It all started with a simple post from Pawel Zubkiewicz (AWS Serverless Hero) on our AWS Community Builder slack with this image and an ask for any help in optimizing the Aurora MySql database.
The screengrab is from his https://cloudpouch.dev/ cost optimization application with some details masked and represents a real cluster running on Amazon Web Services.
How much can you really glean from a single image?
I found 8 different items to review from that image :
Let's dive in and do a deep-dive or rather a "mini" Well Architected Review of all these items.
Aurora MySQL Clusters
The image shows an Amazon Aurora MySQL Cluster with 2 database instances. An Aurora cluster can have one primary instance and a number of (optional) replica instances.
Use cases for replicas
Aurora Replicas have two main uses
Horizontal read scaling
Replicas can be used for read only workloads like reporting or Business Intelligence tools. In cases where we have large read heavy workloads, you can have multiple replicas OR replicas sized larger than the primary instance.
This way the primary can continue to handle reads/writes without being bogged down by the heavy read only workloads which are handled by the replicas. This is Aurora's horizontal read scaling model.
Improving Availability
To build a new Aurora instance takes a while (sometimes upto 30 minutes). AWS has to source an appropriate sized compute instance in the right AZ / Region / VPC , bootstrap the correct database engine version, apply all the database configurations / parameter group settings and then attach the storage (with all the data) before the database can even start accepting connections.
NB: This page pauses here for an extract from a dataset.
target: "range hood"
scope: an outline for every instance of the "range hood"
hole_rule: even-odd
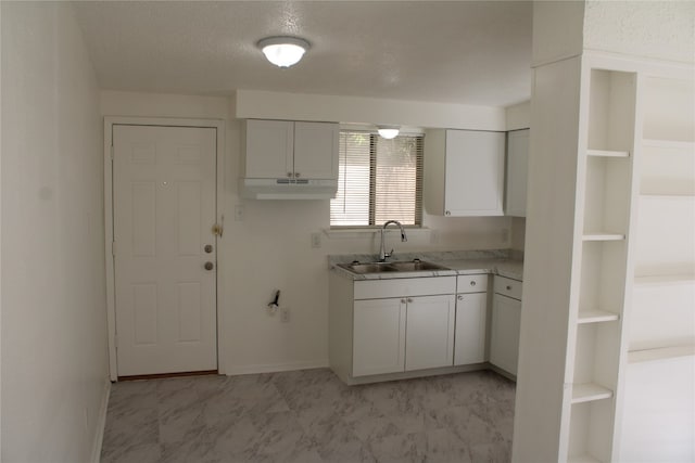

Since the replica's have gone through all these steps already and are active on the network, promoting a replica when the primary instance fails is very simple. Aurora can quickly promote the replica to a primary (usually takes 30 seconds) and then create a fresh replica. This is an excellent availability model with a very low RTO (Recovery Time Objective) and the RPO (Recovery Point Objective) is the last commit from the primary. As before we tend to create replicas in another AZ to the primary and this covers us for complete AZ failures too.
For production use cases, the recommendation is to always use a replica but this does mean double the compute cost as the second instance is charged while its running.
Avoiding replicas - compromises
To optimize for cost, we could compromise a little bit of availability on non-critical / Non-Production workloads by not creating Replicas. This does change the availability / RTO as there is no fast recovery if the primary fails. You have to wait the 15-30 minutes it could take to create a fresh instance.
Also the instance is always recovered in the same AZ and if the entire AZ is having issues, the instance may not get recovered without some manual intervention (bringing up the instance in another AZ)
Analysing the DB Cluster
From the screenshot, the second database (using the db.t3.medium sizing) has zero DB connections.
So I am going to assume its the replica and it is is currently idle.
So we have a db.t3.small sized primary database instance and a replica which has double the memory but has zero connections.
This is fairly unusual as we usually size replicas to match primary instances at a minimum (so if it takes over as primary it has same capacity).
Maybe the user created a larger instance but forgot to swap it as the primary. Either way - having an idle instance with double the configuration is a red flag to follow up on.
Cpu / RAM usage Analysis.
Replica CPU / RAM usage
We generally see low CPU / RAM utilization on replicas especially if they have zero DB connections. Aurora replicates data within a cluster using its own native storage level replication.
So the compute instance does next to nothing and all the heavy lifting is done by the storage layer underneath.
So one of the anamolies here is to identify why the replica is showing 44% max usage especially when there are NO db connections.
What is the engine really doing and what is driving the usage?
Maybe its doing some internal optimizations or managing the buffers / caches etc but this does look a bit high and would be another red flag to follow up on.
One reason for high usage on replicas could be where we are not using the native Aurora replication but using MySQL's binlog replication or other logical replication mechanisms where the replica has to ingest the data from primary. This is unlikely to be the case as such replication are usually between clusters and not within a cluster.
Primary instance RAM usage
The RAM utilization is peak 92% / Avg 90% which sounds high but its only a 2GB instance and these days its easy to use that up.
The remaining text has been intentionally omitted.